The nearby Halesi is one of Nepal's most important pilgrimage sites, revered by followers of Hinduism, the Kiratism and Buddhism. In recognition of the historical and cultural importance of both places, the local government was named Halesi Tuwachung Municipality.

== Preservation ==

Tuwachung hill after the development and preservation with the support of local body of Halesi Tuwachung Municipality

Sakela festival in Tuwachung Jayajum

The Tuwachung Jayajum Preservation and Protection Committee is a local heritage conservation committee formed with the support of the Halesi Tuwachung Municipality and local community representatives. The committee works to preserve and protect the cultural, historical, archaeological, religious, and natural heritage of Tuwachung Jayajum.
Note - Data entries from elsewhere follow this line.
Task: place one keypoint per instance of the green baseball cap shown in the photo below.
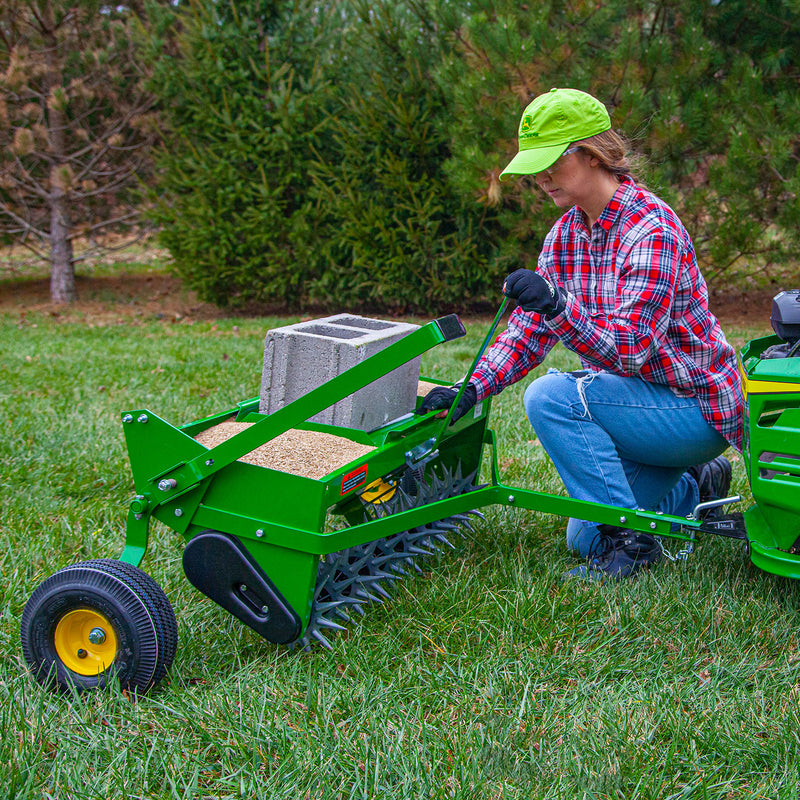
(550, 124)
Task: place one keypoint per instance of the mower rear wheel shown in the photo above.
(96, 622)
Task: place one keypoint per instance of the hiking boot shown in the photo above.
(713, 478)
(622, 552)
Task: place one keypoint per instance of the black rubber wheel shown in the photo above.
(98, 621)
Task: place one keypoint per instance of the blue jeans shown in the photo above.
(620, 441)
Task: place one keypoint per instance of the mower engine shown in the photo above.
(785, 321)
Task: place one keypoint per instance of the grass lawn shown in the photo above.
(487, 677)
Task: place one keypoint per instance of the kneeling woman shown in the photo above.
(643, 424)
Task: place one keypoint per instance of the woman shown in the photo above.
(617, 282)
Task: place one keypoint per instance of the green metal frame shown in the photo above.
(191, 488)
(772, 457)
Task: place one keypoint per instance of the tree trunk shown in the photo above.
(62, 267)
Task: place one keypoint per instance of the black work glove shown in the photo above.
(533, 292)
(441, 398)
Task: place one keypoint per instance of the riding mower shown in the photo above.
(293, 556)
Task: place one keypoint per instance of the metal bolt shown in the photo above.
(96, 636)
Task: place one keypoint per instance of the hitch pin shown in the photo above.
(723, 501)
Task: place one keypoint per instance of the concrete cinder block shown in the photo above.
(300, 357)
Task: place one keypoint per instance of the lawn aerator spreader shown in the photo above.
(294, 556)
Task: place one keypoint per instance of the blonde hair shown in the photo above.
(611, 149)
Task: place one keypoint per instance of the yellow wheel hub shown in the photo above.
(379, 491)
(85, 642)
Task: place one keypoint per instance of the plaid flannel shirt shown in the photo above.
(636, 304)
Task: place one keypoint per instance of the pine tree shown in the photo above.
(242, 90)
(75, 126)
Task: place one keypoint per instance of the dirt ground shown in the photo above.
(162, 296)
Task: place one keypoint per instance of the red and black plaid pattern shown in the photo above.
(637, 304)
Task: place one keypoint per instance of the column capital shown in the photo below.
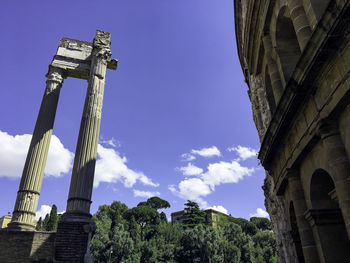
(55, 75)
(327, 127)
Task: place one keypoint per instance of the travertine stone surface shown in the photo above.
(275, 207)
(33, 172)
(76, 226)
(339, 165)
(305, 232)
(26, 246)
(85, 156)
(261, 110)
(300, 21)
(274, 73)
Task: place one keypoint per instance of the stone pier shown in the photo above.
(83, 60)
(76, 225)
(33, 172)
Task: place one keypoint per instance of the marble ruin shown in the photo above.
(295, 55)
(83, 60)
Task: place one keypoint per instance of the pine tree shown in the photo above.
(39, 225)
(193, 215)
(45, 222)
(52, 222)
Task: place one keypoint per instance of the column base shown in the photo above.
(17, 226)
(73, 237)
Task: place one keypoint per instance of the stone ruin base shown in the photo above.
(26, 246)
(77, 233)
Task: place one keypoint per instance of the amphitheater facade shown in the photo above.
(295, 56)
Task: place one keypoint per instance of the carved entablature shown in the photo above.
(74, 56)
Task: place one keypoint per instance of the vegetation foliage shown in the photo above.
(143, 234)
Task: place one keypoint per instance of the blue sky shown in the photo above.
(176, 119)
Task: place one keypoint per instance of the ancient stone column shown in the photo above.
(300, 22)
(276, 83)
(339, 164)
(305, 231)
(33, 172)
(76, 225)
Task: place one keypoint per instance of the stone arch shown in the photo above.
(318, 7)
(269, 91)
(295, 234)
(287, 45)
(326, 219)
(321, 189)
Its responsibilities include conserving sacred sites, promoting Kirati Rai culture and traditions, organizing cultural festivals, encouraging heritage research, raising public awareness, and supporting sustainable tourism in collaboration with local stakeholders.

== Main attractions ==

View from Tuwachung Jayajum hill top

Its main attractions include the sacred sites of Tayama, Khiyama, and Raichakule/Kokchilipa, the historic weaving stones (Tan Dhunga), traditional worship places and the Tuwachung Mini Great Wall. From the hilltop, visitors enjoy panoramic views of the surrounding hills, forests, valleys, nearby villages and the Halesi region, especially during sunrise and sunset.